Is your toddler sitting properly?

Toddler: When it comes to your child’s development, there’s a right – and a wrong – way to sit

Photo by: Allison V. Smith/Getty Images

When two-year-old Mia Pugliese began pointing to her knees and crying, her mom, Connie Pugliese, a naturopathic doctor, was concerned. She consulted Tema Stein, an osteopath and physical therapist, and discovered improper sitting was to blame. Like many kids, Mia favoured the W position: bum on the floor, legs bent in the shape of the letter W with feet turned out beside her hips.

“Children who didn’t get enough tummy time as babies to develop good strength in the shoulders and back sometimes sit in the W position because it provides a wide base of support,” says Stein. “They can’t stay balanced otherwise.” Since the torso can’t rotate in this position, kids don’t reach across the body to pick up toys and, as a result, don’t develop good rotation, coordination and balance.

Sitting in the W and other improper positions (for example, with legs straight out or bent in the shape of a diamond, or with knees to one side) also puts children at risk for orthopaedic problems. “It can make kids knock-kneed, pigeon-toed or flat-footed, or cause pain in the hips, feet or legs that continues for a lifetime,” says Stein.
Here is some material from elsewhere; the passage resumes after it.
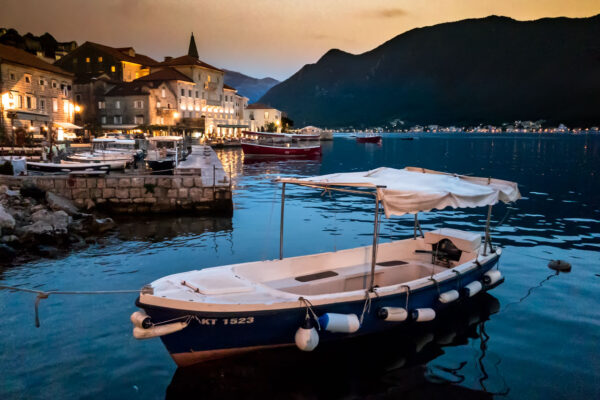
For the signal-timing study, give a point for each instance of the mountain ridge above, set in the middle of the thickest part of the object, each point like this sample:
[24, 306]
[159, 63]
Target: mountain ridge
[486, 70]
Most kids who move into the W position do so for short periods, then naturally shift out of it. But if you notice your child usually sits this way, here’s what you can do:

Encourage “criss-cross applesauce”
The cross-legged sitting position is best because it allows the torso to rotate and develop strength, and prevents tight leg muscles. Holding your child’s knees or feet together when he sits down will help him get used to it.

Keep bums on seats
Discourage your child from kneeling on chairs, which puts too much pressure on his knees. To keep him from hooking his feet around chair rungs (another form of W sitting), use a booster seat with foot support.

Get help
If your child is having pain or difficulty sitting cross-legged, or you notice a problem such as flat feet, consult someone trained in paediatric physical therapy, as Pugliese did. Mia’s knee pain disappeared quickly. Each child is different, though, and you may be in for a longer round of treatment.